Development of a technique for the investigation of folding dynamics of single proteins for extended time periods

A technique was developed for the detection of fluorescence signals from free single molecules for extended time periods and was applied to the characterization of the unfolded states of iso-1-cytochrome c (cyt c). Protein molecules labeled with fluorescent dye were slowly injected into a capillary at concentrations that allow for the observation of one molecule at a time. A laser was introduced into the capillary coaxially, and the fluorescence was imaged as traces by using a lens with a large focal depth and wide field of view. Thus, the traces reflect the time-dependent changes in the fluorescence signals from single proteins.
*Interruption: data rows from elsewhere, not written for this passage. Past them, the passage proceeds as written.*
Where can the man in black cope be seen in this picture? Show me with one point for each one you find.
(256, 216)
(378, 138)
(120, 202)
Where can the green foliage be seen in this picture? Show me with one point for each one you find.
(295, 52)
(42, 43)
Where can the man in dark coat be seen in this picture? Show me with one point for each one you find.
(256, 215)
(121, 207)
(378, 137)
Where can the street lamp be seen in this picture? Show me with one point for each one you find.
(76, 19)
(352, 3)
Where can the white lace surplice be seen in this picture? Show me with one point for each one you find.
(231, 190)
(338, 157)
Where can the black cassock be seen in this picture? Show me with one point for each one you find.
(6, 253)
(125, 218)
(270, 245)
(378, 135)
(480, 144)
Cyt c was labeled with Alexa Fluor 532 at the C-terminal cysteine (cyt c-Alexa). in bulk experiments, cyt c-Alexa was shown to possess different fluorescence intensity for the native state, the unfolded state (U), and the intermediate state. Single-molecule traces of cyt c-Alexa were recorded by using the device. Intensity histograms of the traces revealed two distributions with broad and narrow widths, which were interpreted to correspond to the U and intermediate state, respectively, observed in the bulk measurements. The broad width of the U suggested the existence of a relatively slow conformational dynamics, which might be consistent with the correlation time (approximate to 15 ms) estimated from the traces assignable to the U. The technique was expected to reveal dynamics of proteins along the folding processes without artifacts caused by immobilization.